McLaren is considering various funding options to help the sportscar maker and Formula 1 team owner negotiate the current financial climate, a spokesman said on Thursday.
Sky News reported that British-based McLaren was seeking to raise up to 275 million pounds by borrowing against its Woking headquarters and extensive collection of historic racing cars.
It quoted sources as saying McLaren, advised by JP Morgan, could raise the money in the form of new bonds with funding secured from existing or new bondholders.
A request for a 150 million-pound loan from the government was recently rejected, according to media reports.
“Like many other British businesses McLaren has been severely affected by the current pandemic and we are therefore exploring a variety of different funding options to help navigate these short-term business interruptions,” the spokesman said, without giving details.
McLaren were the first F1 team to furlough staff in April because of the new coronavirus, with drivers Lando Norris and Carlos Sainz joining senior management in taking a pay cut.

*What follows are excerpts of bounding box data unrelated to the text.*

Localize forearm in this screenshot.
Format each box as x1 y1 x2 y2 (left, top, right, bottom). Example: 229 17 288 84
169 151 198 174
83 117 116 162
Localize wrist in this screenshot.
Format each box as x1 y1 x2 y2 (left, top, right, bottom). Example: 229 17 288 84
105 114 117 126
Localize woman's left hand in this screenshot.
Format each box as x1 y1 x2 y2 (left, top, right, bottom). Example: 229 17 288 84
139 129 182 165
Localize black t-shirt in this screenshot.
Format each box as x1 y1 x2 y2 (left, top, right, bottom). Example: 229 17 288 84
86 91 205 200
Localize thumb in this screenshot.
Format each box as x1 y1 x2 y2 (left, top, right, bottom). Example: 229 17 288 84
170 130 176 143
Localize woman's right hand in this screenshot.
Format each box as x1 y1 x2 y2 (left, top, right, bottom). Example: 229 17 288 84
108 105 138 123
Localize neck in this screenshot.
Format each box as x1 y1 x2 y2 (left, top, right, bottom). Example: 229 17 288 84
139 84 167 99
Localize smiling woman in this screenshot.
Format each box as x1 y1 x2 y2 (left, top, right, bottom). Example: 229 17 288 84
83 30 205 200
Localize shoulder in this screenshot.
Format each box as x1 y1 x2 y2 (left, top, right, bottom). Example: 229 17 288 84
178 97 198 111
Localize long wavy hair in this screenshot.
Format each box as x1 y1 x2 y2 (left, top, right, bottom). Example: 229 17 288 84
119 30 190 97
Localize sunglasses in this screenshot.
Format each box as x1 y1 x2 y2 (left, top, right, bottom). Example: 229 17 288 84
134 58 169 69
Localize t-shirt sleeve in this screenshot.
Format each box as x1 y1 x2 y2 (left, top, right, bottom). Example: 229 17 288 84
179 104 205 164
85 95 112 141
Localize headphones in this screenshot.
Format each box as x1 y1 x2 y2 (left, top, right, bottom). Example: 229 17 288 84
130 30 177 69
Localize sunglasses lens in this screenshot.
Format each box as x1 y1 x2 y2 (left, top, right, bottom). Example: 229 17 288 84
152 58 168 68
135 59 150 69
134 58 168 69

The company said then that the temporary three-month wage reduction was part of wider cost-cutting measures due to the impact of the pandemic on its business.
The F1 season has yet to start, a blow for teams who rely on sponsorship and a share of the sport’s revenues for much of their budgets.
The team announced on Thursday that Australian driver Daniel Ricciardo would be joining in 2021, with Sainz heading to Ferrari.
The McLaren Group, including the luxury carmaker and applied technology arm, employs some 3,700 people with around 850 working for the F1 team.
McLaren has a collection of cars driven by the likes of the late founder Bruce McLaren and Brazilian triple champion Ayrton Senna.
The F1 team are the second most successful in the sport’s history, after Ferrari in terms of race wins and championships, and gave Mercedes’ six-times world champion Lewis Hamilton his debut in 2007.
The company is majority owned by Bahrain’s sovereign wealth fund Mumtalakat.